DOJ’s legal team said that acknowledging whether NSA and Google formed a partnership from a cyber attack would illuminate whether the government “considered the alleged attack to be of consequence for critical U.S. government information systems.”
NSA said it cannot provide documents—or confirm their existence—because the information would alert adversaries about the security agency’s priorities, threat assessments and countermeasures.
DOJ said media reports about the alleged Google partnership with NSA do not constitute official acknowledgement.
The Washington Post and The New York Times both reported that Google contacted the NSA after the Jan. 2010 cyber attack, which the company said was rooted in China and targeted access to accounts of Chinese human rights activists. The Wall Street Journal said NSA’s general counsel worked out a cooperative research and development agreement with Google.
EPIC’s attorneys, including Marc Rotenberg, the group’s president, said in court papers that the document request includes records that are not relevant to the NSA’s information assurance mission.
“The NSA mischaracterizes EPIC’s FOIA Request by stating that responsive documents would reveal ‘information about a potential Google-NSA relationship,’” Rotenberg said.

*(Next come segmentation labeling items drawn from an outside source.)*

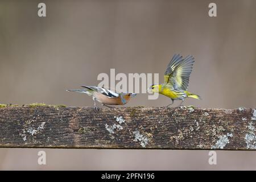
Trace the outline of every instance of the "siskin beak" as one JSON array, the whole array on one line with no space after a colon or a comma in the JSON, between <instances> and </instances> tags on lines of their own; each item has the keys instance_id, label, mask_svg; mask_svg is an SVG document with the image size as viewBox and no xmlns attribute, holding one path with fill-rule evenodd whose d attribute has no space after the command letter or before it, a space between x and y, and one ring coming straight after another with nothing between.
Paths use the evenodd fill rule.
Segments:
<instances>
[{"instance_id":1,"label":"siskin beak","mask_svg":"<svg viewBox=\"0 0 256 182\"><path fill-rule=\"evenodd\" d=\"M133 97L137 96L137 94L136 94L136 93L132 93L132 94L131 94L131 97Z\"/></svg>"}]
</instances>

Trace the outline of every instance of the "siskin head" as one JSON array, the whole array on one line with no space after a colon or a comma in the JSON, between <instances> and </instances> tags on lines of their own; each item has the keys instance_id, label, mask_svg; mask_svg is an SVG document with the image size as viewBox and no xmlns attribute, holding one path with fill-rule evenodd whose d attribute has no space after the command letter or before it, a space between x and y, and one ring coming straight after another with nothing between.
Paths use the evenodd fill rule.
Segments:
<instances>
[{"instance_id":1,"label":"siskin head","mask_svg":"<svg viewBox=\"0 0 256 182\"><path fill-rule=\"evenodd\" d=\"M147 89L147 92L150 94L153 94L154 93L158 93L159 92L159 88L160 88L159 85L152 85Z\"/></svg>"}]
</instances>

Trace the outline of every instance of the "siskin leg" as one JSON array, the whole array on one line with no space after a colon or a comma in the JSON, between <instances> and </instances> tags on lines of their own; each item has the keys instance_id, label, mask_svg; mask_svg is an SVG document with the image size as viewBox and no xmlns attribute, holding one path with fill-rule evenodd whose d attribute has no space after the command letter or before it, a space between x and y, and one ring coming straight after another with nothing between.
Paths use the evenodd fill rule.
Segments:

The crux of the records request, Rotenberg said, is Google’s switch to application encryption by default for Gmail accounts soon after the cyber attack. Google in 2008 began allowing users to encrypt mail passing through the company servers, EPIC said in its brief, but encryption was not provided by default.
EPIC’s brief said the failure of the NSA to conduct a search for records “deprives the court of the ability to meaningfully assess the propriety” of the agency’s response that it can neither confirm nor deny the existence of responsive records.
“Without first conducting the search, not even the agency can know whether there is a factual basis for its legal position,” Rotenberg said.
EPIC said its records request does not seek documents about NSA’s role to secure government computer networks. “Google provides cloud-based services to consumers, not critical infrastructure services to the government,” Rotenberg said.